I've been toying with a resolution pattern inspired by the Public Goods Game. Reading Ron's playtest of The People's Hero has
precipitated this latest version, and although I don't see any mechanical relation between this pattern and the People's Hero, the conflict between a private win and a public win was intriguing.  This, so far, is a pattern without a system, but I want it require a moderately tricky division of resources into private and common pools.

Some background on the public goods game:  One classic variant is there are 4 players, each with a $10 endowment.  Simultaneously, each player privately decides how much of their endowment to put in a public pot.  Anything they don't put into the pot they keep for themselves.  Anything put in the pot is doubled, and split amongst the players.  Thus the optimal cooperative strategy is for everyone to put all of their money into the pot, which gives everyone $20.  However, in non-cooperative game theory the optimal strategy for each player is to put nothing in the pot and just keep their endowment.  Theoretically it's straight-forward, but empirically it's interesting because people almost always DO put money into the pot.

Back to RPGs, the resolution pattern I'm thinking of works with resolution mechanics that have a couple properties.  The first is that it must have a sequence of dice sizes -- eg, arithmetic (d4/d6/d8/d10/d12) or geometric (d4/d6/d8/d12/d20).  The second is that each side of the conflict uses a heterogenous dice pool, for which more and bigger dice is always better.

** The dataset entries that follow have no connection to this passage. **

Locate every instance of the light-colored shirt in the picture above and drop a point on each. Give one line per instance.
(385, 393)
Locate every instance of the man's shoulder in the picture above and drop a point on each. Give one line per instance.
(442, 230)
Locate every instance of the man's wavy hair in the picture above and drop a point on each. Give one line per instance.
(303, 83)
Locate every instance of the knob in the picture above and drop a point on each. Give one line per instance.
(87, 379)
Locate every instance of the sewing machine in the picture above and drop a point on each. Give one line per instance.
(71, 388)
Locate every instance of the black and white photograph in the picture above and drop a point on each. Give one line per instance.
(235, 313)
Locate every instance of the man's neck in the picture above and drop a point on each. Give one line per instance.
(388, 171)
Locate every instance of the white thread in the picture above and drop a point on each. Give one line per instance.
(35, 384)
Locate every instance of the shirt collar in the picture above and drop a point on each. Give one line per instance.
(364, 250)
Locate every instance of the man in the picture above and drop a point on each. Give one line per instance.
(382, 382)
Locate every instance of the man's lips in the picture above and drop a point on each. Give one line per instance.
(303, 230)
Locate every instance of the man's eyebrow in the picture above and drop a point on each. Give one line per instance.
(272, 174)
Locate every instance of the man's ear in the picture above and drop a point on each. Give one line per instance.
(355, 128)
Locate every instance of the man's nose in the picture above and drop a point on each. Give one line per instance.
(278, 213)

How it would work is as follows:  Before any (set of) conflict resolution(s), the players divide their dice pools into their personal pool and their common pool.  Then, during resolution, the player can either draw from his personal pool, his common pool, or from someone else's common pool.  Drawing from his personal pool uses the dice as they are.  Drawing from his common pool reduces the die size by one rank, and drawing from someone else's common pool increases the die size by one rank.  Thus the pre-conflict decision is whether to keep one's dice to oneself, or to make them publicly accessible and increase their value for everyone besides oneself.

The problem is that assuming group-based cooperative play, it seems pretty clear that the best strategy is to put all your dice into your common pool.  My question to you all is how, in an abstract sense, to make the decision more conflicted.  I want people to be giving up something to put their dice into the common pool.  Possibilities that've crossed my mind include:

1. Tying the act of putting dice into the common pool into something conflicted in the fiction, or
2. Using the pattern for conflicts where the players are neither directly cooperative or directly competitive, or
3. Further divide the pools into spheres of ability, so the tech girl might have the most tech dice to put into the common pool, but she's also the best person to use them.

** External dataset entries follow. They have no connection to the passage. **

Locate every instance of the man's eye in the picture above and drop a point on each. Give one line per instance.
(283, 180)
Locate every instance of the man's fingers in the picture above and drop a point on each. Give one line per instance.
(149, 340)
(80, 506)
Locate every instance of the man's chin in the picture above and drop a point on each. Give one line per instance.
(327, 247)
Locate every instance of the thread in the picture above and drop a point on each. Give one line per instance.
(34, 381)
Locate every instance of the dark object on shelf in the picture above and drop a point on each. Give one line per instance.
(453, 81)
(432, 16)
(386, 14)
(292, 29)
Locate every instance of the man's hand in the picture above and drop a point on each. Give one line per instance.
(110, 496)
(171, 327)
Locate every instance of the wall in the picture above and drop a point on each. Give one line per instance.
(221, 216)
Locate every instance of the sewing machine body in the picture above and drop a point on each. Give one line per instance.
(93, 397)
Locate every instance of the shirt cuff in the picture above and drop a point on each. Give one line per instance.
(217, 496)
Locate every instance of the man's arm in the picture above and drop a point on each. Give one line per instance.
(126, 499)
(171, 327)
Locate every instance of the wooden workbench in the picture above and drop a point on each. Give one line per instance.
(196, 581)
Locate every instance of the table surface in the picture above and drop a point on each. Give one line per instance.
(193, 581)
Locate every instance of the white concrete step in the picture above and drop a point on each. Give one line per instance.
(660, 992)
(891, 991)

Any thoughts on how to make this more conflicted?
Ron Edwards
Global Moderator
Posts: 16490

« Reply #1 on: July 10, 2008, 02:47:52 AM »

That's quite interesting. I think the most easy answer would be to make individually-owned dice generate a higher mechanical reward for the individual using them.

Which of course leads to the question of a reward mechanic in general, not surprisingly. Resolution mechanics are pretty much the "into" side of an "in-and-out" process, so it'd be good to consider the "out" part anyway.

Best, Ron

Posts: 152

« Reply #2 on: July 10, 2008, 04:15:07 AM »

Communal dice are active: They make desirable things happen for the group.

Individual dice are reactive: They keep undesirable things from happening to your character personally.

So: You're on a ship in a storm.  You use your communal dice to steer the boat out of danger.  You use your individual dice to keep Your Guy from getting his arm broke by a falling piece of rigging.